Seascape pour percussion et orchestre rejoint en 2016 la longue liste des concertos écrits par Edith Canat de Chizy (sept à ce jour !) et renoue avec le thème de l'eau, de la mer en l'occurrence, qu'aime traiter la compositrice. Si le soliste - Florent Jodelet depuis la création - est toujours au centre de l'orchestre avec lequel il fusionne littéralement, le piano s'adosse aux percussions, utilisé pour ses capacités résonnantes et percussives, comme cette touche bloquée dans le grave, mystérieuse et récurrente, à laquelle répond un wood-block presque "liquide" au début de la pièce. Un espace s'ouvre et s'anime progressivement : appels des cuivres (trompette bouchée), ondoiement du marimba, bruit blanc (machine à vent), frémissement/nuées des cordes, cymbale éclaboussante. On ne voit pas la mer, on la ressent, dans son énergie, sa masse bruitée et les éclats de lumière sur sa surface argentée. Le mouvement parfois se suspend, dans un climat d'attente où se concentre l'énergie avant le déferlement. Entre le soliste et l'Orchestre de Caen que dirige Vahan Mardirossian, la synergie est totale, les deux partenaires servant l'écriture virtuose de la compositrice avec un panache sidérant.
Michèle Tosi
Resmusica (nov. 2019)
La percussion comme guide privilégié dans l'univers d'Edith Canat de Chizy.
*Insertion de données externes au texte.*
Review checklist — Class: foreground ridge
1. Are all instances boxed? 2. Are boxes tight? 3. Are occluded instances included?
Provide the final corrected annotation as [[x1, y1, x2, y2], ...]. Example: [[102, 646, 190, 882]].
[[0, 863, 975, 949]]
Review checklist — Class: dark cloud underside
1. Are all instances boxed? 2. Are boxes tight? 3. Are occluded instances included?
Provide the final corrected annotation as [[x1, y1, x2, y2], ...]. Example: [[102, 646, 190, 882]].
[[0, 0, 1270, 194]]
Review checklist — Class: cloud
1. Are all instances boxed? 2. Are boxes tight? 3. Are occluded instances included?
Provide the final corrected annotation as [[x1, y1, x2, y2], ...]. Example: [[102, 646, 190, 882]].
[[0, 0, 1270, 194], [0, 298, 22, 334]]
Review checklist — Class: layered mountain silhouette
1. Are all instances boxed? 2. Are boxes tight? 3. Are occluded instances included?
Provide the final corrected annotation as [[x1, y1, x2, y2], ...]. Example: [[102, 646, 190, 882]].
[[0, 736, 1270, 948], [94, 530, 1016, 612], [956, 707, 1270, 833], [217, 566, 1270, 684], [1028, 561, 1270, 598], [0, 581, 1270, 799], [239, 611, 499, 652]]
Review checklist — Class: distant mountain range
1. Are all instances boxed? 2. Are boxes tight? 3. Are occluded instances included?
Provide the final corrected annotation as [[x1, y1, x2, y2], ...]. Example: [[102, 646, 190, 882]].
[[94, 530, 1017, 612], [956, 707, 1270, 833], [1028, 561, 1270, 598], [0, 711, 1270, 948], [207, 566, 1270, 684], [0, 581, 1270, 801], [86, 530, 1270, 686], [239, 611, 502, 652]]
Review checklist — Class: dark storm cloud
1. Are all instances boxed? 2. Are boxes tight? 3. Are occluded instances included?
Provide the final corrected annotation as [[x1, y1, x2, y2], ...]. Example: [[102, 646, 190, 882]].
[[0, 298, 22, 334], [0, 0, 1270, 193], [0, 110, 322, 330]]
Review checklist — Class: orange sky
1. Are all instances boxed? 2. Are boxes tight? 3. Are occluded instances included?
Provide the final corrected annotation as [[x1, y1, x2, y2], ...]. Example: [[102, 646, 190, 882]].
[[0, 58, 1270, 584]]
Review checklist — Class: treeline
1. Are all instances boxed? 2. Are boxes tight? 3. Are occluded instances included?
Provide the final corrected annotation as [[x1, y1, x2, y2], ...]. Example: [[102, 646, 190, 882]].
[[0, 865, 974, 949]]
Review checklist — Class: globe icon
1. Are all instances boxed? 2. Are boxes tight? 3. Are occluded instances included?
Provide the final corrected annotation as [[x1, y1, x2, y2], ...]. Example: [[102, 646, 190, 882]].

Telle pourrait être l'enseigne de ce programme qui réunit quatre oeuvres très différentes (effectifs, objectifs) de la compositrice née en 1950. L'instrument aux mille visages fait l'effet d'un Goliath dans Trance face au clavecin-David dont l'audacieux combat est arbitré par un trouble cymbalum. Tout aussi séduisant que cet insolite trio, le duo Dance l'associe à un violon synonyme de fantaisie. Ici, comme dans le concerto Seascape et dans le solo Tlaloc, où la percussion du coloriste Florent Jodelet se trouve aux premières loges, pas une note qui ne soit gorgée de vie, pas un geste qui ne soit motivé par le jeu, pas une trajectoire qui ne paraisse habitée. La musique saisit et ne (se) relâche jamais.